I don't know why people had to label me as something I wasn't just because of one decision I had made. Well, a decision that Naruto and I made. The first few days after we had made our relationship public people had done nothing but stare at us in disbelief. They were so caught off guard. They wanted juicy gossip, rumors, and explanations. They got none. I didn't feel like going into detail about my feelings towards Naruto. How my rival and best friend had turned into my boyfriend seemingly overnight. How whenever Naruto was around I struggled to keep my composure. How whenever he touched me my skin was set on fire and my blood turned to lava. How if he so much as looked at me I would see in those deep pools of blue the knowledge of my every secret and dark thought and knew that he still loved me despite it all. How could I explain that to anybody? Instead I chose my simple route.
'Are you two together now?'
'Yes.'
'So you're gay?'
'No.'
'Huh?'
And I would continue on without any explanation.
"You've got to let this go Sakura. You're bothering me," I continued.
I was starting to get irritated. I wished she would leave. I mean, I could've left myself, but my spot on the tree was really comfortable and I didn't want to give that up because of her annoying banter.
"It's really simple. You're a boy who likes boys. That makes you gay. I don't get why you can't accept that."
"Because I don't," I said.
I didn't like guys. At least not the way Sakura was meaning. Of course that didn't mean that I liked girls either. It's not that I don't feel attraction to either of the sexes; I can most definitely appreciate beautiful people. I just never felt that I had any time to feel anything for anyone. It didn't interest me as much as other things did. I subconsciously smiled to myself. Naruto had changed that.

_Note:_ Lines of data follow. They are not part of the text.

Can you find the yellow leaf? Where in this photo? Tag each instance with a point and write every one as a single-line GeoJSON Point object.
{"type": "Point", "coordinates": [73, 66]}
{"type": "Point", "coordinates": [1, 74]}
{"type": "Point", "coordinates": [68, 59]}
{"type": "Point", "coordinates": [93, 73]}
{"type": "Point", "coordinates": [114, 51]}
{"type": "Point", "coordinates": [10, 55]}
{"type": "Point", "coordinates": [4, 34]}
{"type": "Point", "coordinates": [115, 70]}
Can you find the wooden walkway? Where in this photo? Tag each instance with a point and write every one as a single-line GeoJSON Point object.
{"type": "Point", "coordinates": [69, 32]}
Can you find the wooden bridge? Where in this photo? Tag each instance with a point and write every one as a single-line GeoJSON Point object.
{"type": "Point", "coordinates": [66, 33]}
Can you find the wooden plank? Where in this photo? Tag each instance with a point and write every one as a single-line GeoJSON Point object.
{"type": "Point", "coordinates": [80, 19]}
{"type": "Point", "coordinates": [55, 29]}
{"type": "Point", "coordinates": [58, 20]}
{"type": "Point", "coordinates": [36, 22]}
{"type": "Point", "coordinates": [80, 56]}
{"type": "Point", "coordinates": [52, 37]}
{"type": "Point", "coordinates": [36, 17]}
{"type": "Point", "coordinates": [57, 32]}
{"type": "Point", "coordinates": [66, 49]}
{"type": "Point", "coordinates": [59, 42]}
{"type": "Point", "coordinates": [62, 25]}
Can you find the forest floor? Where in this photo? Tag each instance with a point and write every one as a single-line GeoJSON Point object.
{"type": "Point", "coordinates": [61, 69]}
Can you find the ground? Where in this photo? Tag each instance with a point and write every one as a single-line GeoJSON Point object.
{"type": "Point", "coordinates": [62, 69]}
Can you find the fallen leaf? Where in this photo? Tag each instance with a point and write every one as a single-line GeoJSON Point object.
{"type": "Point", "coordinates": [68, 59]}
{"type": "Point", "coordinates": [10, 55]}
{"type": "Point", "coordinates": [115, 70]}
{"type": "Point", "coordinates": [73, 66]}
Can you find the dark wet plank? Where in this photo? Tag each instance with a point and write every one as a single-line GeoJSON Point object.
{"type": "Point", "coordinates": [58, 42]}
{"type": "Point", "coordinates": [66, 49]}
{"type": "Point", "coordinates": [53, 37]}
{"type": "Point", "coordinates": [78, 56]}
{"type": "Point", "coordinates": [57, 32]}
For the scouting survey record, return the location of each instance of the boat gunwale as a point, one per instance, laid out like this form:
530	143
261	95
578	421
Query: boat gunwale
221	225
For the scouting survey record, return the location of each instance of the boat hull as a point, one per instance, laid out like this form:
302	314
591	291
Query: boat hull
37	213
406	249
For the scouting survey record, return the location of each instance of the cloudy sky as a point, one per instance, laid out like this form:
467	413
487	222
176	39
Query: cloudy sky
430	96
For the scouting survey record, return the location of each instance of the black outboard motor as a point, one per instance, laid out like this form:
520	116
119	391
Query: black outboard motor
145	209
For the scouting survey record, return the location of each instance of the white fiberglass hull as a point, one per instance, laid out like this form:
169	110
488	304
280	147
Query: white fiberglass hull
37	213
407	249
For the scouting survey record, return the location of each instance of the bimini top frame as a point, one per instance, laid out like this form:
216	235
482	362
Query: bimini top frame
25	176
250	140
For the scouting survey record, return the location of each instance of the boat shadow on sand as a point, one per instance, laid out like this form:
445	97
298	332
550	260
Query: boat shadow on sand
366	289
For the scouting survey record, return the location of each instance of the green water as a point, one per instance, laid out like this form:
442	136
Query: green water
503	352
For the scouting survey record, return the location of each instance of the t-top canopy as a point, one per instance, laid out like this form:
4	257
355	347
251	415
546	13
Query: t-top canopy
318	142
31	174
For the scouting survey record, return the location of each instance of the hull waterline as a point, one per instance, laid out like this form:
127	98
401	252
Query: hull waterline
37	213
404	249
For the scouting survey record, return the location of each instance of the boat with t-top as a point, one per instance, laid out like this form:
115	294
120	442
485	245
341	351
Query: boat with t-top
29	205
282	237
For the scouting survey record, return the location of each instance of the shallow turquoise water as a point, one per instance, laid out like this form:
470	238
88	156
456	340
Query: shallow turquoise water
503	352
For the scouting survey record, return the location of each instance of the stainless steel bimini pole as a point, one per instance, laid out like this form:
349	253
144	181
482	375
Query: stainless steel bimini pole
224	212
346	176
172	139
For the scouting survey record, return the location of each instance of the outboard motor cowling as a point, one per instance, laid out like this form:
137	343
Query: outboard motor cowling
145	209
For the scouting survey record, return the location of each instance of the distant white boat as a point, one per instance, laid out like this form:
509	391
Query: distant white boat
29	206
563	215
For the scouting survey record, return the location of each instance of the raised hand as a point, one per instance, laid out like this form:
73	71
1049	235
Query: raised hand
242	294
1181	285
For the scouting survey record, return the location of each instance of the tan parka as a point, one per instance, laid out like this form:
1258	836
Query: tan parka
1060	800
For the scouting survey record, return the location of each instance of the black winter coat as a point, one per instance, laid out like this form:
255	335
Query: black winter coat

I don't understand it, and I doubt that I ever will. I just knew that days went by a little smoother when Naruto was around. My anger could be suppressed a little longer if he was smiling. I could sleep a little easier feeling his breath curl under my chin. I don't like to leave things unexplained, but I don't mind this mystery so much. Thinking of my boyfriend's magic had driven away Sakura from my mind. That is until she yelled at me again.
"Are you even listening to me? If you don't start accepting yourself for who you are, you're going to get depressed and start hating yourself."
"That doesn't make any sense. Besides, I don't care. You pissing off at me about my sexual orientation isn't going to change my mind."
Sakura was silent for a few moments. She didn't understand. Nobody ever did except for Naruto. It seems pretty simple to me. I'm not gay or straight or bi or any other label that decrees which gender I want to spend my life with. I am just deeply in love with Naruto. We're just two people in love with each other. I don't get why they needed to label it anything else and make things more complicated than they actually were. I popped open one eye to find Sakura sitting next to me, her legs tucked up to herself.
"What does Naruto say?" she asks.
"How the hell should I know what he says?"
That was a lie that anyone would be able to call bullshit on. Everyone knows that as soon as a thought runs through that blond skull of his it comes flying out of his mouth. Sure, it makes for uncomfortable positions sometimes but there are times when I appreciate it. Like the other week after we had both collapsed on my bed.
Before I get into that let me just say one thing. The thing about being with Naruto is that, no matter how many nights I spend with him, it just seems to get better and better each and every time. The way he would look at me with his bright, ocean blue eyes as they turned into stormy depths of lust knowing his body was at my mercy always turned me on to the highest possible voltage. The way I would feel him tremble beneath me right before the plunge never got old. The way his cheeks would take on a pink hue as his every breath came out in some form of sultry sound was never tiring. The way that he fit like the last piece of a puzzle around me would make me thank whatever deity was out there for giving me this angel to love so intensely. His screams as I dominated him totally and completely would echo off the back of my mind in a constant replay. I would always notice in the morning the red marks all along my back that he would leave me because his nails would dig into my skin as the bed rocked beneath us and my name escaped his lips with every thrust I made. I would wake up sometimes and find him still sleeping noticing dark marks along his neck and chest and I would smile because I had branded him in a way no one ever could or ever would again if I had anything to say about it.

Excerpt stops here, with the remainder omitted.